The hostel was completely destroyed in a fire that the BBC called "one of the deadliest in living memory". Images broadcast on television showed "huge flames reaching high into the sky above the roof" and the "charred, gutted shell" of the hostel. Several hours were spent extinguishing the fire, with twenty-one fire crews on hand to assist.

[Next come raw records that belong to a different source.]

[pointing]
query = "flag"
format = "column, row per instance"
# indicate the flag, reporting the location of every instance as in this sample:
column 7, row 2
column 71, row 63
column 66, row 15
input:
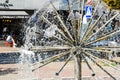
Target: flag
column 88, row 2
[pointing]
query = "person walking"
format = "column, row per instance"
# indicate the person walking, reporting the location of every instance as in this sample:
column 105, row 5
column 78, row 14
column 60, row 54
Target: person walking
column 10, row 42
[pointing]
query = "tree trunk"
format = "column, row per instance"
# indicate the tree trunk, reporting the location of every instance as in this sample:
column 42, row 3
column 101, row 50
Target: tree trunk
column 77, row 67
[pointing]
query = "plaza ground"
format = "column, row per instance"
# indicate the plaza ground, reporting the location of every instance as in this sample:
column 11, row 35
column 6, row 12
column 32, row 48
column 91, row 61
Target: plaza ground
column 13, row 71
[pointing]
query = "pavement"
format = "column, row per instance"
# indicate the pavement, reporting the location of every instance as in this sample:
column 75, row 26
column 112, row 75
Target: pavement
column 23, row 72
column 18, row 71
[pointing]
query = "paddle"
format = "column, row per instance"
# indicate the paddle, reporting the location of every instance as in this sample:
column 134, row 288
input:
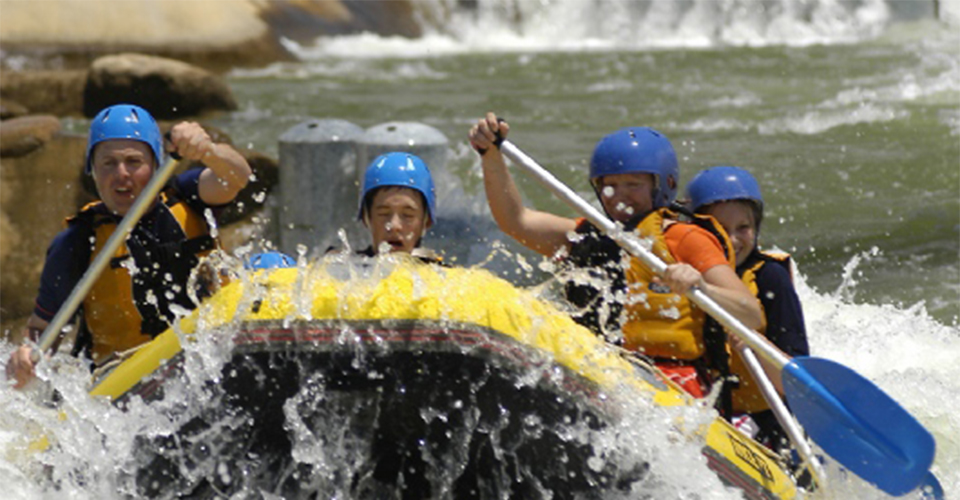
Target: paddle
column 146, row 199
column 780, row 411
column 855, row 422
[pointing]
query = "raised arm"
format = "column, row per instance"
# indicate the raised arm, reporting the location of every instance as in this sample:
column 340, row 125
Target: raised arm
column 542, row 232
column 226, row 172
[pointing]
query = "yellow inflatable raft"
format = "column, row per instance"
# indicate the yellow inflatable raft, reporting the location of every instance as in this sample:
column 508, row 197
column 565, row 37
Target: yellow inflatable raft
column 419, row 380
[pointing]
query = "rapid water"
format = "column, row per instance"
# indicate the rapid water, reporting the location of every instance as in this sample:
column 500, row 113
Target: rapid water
column 849, row 120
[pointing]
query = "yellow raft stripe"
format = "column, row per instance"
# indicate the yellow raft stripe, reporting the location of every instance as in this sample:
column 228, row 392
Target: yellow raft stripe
column 409, row 291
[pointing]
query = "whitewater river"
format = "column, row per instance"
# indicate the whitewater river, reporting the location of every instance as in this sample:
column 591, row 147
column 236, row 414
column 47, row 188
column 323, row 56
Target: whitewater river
column 852, row 129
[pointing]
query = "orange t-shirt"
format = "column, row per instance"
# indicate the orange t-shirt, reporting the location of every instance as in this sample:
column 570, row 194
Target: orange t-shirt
column 694, row 245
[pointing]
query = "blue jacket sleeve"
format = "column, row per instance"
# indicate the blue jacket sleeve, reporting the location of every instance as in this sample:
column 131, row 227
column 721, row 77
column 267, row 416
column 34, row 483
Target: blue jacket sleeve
column 67, row 259
column 785, row 326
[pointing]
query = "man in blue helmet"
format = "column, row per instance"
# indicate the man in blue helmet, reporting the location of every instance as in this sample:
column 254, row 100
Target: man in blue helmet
column 732, row 196
column 133, row 300
column 397, row 204
column 634, row 172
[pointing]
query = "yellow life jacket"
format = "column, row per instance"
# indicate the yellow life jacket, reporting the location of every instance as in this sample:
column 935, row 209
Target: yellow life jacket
column 130, row 302
column 660, row 323
column 747, row 398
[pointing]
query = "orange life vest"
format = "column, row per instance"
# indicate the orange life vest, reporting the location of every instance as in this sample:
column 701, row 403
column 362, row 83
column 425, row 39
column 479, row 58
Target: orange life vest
column 130, row 302
column 660, row 323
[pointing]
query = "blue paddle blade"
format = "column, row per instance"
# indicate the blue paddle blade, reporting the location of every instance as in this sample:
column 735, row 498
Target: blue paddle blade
column 930, row 488
column 858, row 425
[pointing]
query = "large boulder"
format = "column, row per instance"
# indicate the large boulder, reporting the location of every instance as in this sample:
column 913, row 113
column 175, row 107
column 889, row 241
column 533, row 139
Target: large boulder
column 37, row 191
column 165, row 87
column 20, row 136
column 219, row 34
column 56, row 92
column 12, row 109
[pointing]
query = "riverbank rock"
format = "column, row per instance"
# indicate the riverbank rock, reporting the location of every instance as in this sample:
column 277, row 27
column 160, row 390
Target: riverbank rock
column 55, row 92
column 71, row 33
column 12, row 109
column 165, row 87
column 218, row 35
column 20, row 136
column 37, row 192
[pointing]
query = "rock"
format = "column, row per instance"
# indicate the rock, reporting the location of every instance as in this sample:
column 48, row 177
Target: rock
column 167, row 88
column 220, row 34
column 55, row 92
column 12, row 109
column 20, row 136
column 37, row 192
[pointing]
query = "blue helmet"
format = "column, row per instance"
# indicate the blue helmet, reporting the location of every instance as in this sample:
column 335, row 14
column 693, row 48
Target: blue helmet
column 124, row 121
column 270, row 260
column 402, row 170
column 723, row 184
column 638, row 150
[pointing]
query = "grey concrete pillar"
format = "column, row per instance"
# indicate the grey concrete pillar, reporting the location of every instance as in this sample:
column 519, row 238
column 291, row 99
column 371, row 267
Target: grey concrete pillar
column 410, row 137
column 318, row 183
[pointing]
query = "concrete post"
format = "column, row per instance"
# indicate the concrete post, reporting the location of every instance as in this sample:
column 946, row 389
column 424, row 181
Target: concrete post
column 422, row 140
column 318, row 183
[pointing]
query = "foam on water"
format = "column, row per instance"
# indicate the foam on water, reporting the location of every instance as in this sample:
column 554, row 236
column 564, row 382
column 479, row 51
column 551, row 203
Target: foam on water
column 574, row 25
column 96, row 446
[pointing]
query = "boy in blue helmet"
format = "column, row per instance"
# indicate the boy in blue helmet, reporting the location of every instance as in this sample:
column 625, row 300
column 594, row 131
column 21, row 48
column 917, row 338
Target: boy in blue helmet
column 732, row 196
column 635, row 174
column 397, row 204
column 131, row 301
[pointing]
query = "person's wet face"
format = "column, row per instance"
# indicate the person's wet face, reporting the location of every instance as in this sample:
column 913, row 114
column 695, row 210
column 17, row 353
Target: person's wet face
column 739, row 221
column 397, row 217
column 626, row 195
column 121, row 169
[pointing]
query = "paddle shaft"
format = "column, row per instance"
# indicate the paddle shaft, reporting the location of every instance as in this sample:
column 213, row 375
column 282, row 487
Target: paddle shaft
column 143, row 202
column 633, row 245
column 783, row 415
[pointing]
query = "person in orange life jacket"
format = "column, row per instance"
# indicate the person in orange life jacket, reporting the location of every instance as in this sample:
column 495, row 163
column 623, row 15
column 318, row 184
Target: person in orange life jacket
column 732, row 196
column 634, row 172
column 397, row 205
column 130, row 302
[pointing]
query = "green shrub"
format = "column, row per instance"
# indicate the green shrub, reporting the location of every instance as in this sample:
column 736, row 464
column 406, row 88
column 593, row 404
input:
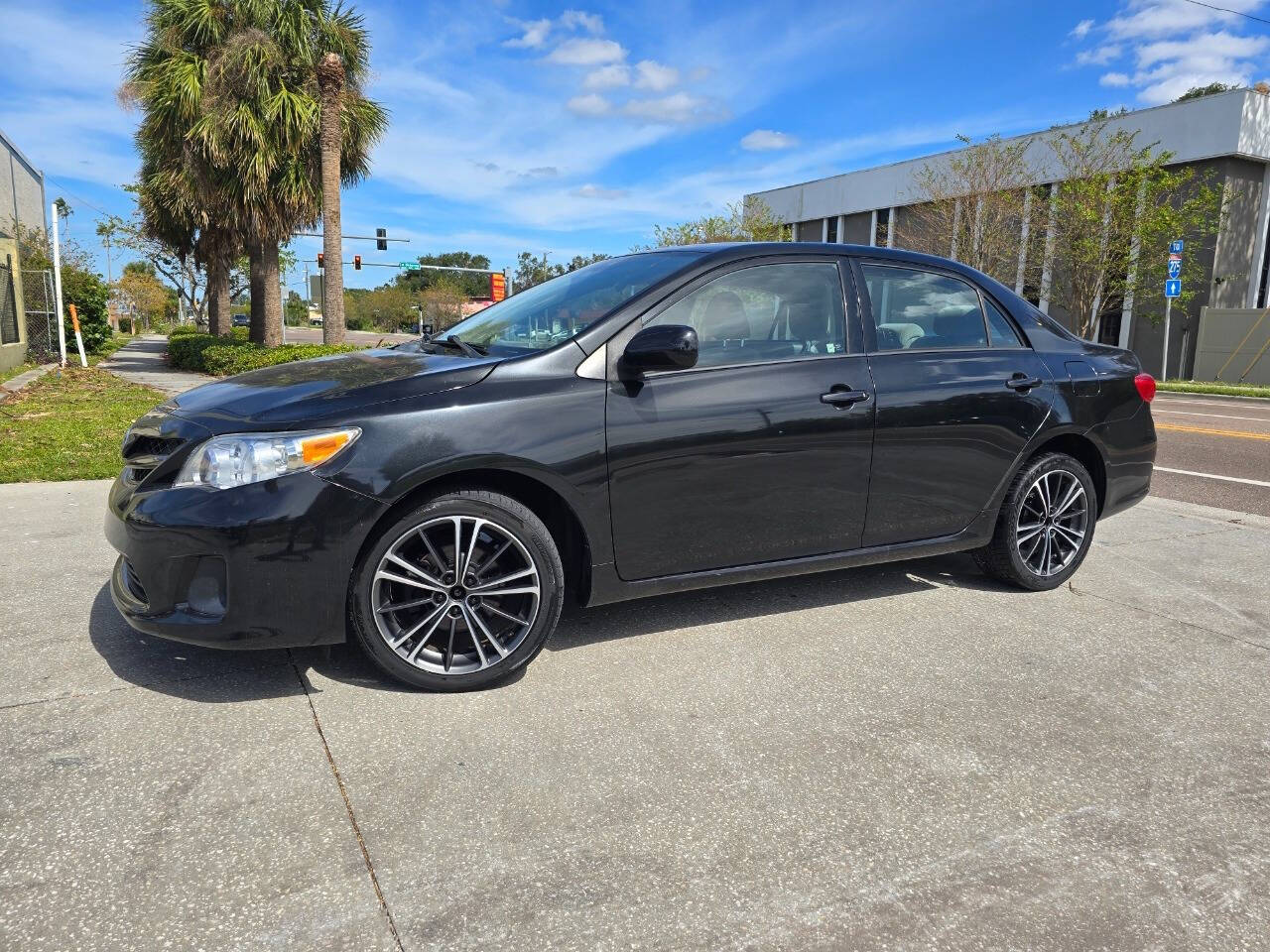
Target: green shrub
column 225, row 361
column 186, row 350
column 89, row 294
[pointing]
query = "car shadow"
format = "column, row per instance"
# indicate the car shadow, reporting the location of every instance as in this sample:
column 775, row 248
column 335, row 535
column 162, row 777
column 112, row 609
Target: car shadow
column 217, row 675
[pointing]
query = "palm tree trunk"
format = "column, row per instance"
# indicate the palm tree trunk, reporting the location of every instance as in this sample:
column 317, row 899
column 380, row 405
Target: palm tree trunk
column 272, row 294
column 330, row 82
column 218, row 295
column 255, row 259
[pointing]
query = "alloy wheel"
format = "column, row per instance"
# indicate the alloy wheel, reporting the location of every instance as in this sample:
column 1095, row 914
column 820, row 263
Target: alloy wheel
column 1052, row 524
column 454, row 594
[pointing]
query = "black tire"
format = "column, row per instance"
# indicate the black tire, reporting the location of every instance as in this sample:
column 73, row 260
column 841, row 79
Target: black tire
column 509, row 517
column 1002, row 558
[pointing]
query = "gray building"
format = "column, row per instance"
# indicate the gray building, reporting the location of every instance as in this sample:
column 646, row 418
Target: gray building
column 1225, row 136
column 22, row 200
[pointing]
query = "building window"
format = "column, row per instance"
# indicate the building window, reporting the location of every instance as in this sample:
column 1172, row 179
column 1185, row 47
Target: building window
column 883, row 227
column 1265, row 268
column 8, row 306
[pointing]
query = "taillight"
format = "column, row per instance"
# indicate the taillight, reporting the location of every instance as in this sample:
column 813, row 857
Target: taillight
column 1146, row 385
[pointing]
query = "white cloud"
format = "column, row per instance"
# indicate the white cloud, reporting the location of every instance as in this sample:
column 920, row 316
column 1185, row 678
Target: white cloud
column 766, row 141
column 611, row 76
column 1160, row 18
column 589, row 104
column 1098, row 56
column 587, row 53
column 608, row 194
column 534, row 35
column 1169, row 67
column 676, row 109
column 656, row 76
column 579, row 19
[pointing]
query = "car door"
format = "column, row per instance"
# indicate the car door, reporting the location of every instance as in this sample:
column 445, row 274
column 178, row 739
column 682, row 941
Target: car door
column 957, row 391
column 761, row 451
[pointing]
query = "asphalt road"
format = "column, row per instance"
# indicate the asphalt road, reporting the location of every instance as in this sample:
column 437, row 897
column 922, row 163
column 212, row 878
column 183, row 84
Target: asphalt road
column 1213, row 451
column 906, row 757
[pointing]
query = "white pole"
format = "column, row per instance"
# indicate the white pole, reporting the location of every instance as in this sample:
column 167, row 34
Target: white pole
column 58, row 282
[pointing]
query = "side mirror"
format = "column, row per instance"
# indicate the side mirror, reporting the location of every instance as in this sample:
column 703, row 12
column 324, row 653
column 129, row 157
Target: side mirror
column 666, row 347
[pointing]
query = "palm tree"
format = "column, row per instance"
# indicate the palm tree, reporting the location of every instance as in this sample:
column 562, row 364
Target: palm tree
column 232, row 131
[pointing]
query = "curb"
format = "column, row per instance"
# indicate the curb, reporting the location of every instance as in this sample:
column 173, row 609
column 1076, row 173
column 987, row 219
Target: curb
column 22, row 380
column 1211, row 397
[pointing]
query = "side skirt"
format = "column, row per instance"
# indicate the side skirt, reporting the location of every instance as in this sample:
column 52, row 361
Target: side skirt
column 606, row 587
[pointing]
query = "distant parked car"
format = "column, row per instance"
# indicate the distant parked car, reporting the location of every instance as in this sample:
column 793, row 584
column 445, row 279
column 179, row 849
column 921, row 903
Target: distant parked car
column 651, row 422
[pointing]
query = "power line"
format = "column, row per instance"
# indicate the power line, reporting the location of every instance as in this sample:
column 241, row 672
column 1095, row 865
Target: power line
column 1225, row 9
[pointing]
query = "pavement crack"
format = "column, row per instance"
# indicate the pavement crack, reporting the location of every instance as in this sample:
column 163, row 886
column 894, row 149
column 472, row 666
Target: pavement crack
column 348, row 806
column 1225, row 635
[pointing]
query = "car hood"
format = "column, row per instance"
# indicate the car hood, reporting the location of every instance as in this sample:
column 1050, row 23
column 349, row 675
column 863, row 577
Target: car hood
column 322, row 388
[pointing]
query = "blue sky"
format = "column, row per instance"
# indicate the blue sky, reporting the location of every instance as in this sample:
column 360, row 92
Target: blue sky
column 575, row 127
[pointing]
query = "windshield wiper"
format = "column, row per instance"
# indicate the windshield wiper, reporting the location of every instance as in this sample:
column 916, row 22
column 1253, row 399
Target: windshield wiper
column 460, row 344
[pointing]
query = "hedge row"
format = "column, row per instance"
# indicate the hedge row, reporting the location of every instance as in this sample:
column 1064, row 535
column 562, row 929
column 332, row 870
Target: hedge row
column 234, row 353
column 225, row 361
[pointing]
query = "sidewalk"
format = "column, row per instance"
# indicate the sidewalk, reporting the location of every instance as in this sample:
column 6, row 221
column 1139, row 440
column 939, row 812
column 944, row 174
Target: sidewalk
column 143, row 362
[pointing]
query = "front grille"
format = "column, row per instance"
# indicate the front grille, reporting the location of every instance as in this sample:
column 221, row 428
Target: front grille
column 144, row 453
column 146, row 445
column 134, row 584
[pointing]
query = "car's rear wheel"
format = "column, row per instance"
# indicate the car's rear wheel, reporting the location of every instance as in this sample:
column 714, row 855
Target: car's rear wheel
column 458, row 593
column 1046, row 526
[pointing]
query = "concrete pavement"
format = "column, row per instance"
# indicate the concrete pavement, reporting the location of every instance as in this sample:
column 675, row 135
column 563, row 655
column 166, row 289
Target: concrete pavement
column 907, row 757
column 144, row 361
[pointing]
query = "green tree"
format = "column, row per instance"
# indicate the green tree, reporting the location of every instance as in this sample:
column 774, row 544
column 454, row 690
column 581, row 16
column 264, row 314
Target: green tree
column 1114, row 212
column 749, row 220
column 470, row 284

The death toll was first announced as 21, but two persons were still missing – due to the way the building was evacuated and witness testimonies saying they were seen leaving during the fire it was unclear whether they had escaped. By the end of April twenty bodies and four pieces of bodies were found at the scene, and after DNA tests it was discovered that the pieces were the remains of the missing persons, revising the death toll to 23, including 13 children aged from 2 to 16.

== Reactions ==
Three days of national mourning were declared in Poland to begin at midnight following the fire. The country's Prime Minister, Donald Tusk, who was on an Easter holiday like many of the victims, flew to Kamień Pomorski, promising new housing and aid for the survivors. The country's President, Lech Kaczyński, also made an appearance.

The President of Azerbaijan Ilham Aliyev, European Commission chairman José Manuel Barroso, Ukrainian president Viktor Yushchenko, French Prime Minister Nicolas Sarkozy and Minister of Foreign Affairs Bernard Kouchner sent condolences.

== Notes ==
Some reports mentioned that an eight-month-old infant perished, but it was later reported that it was in stable condition at the hospital.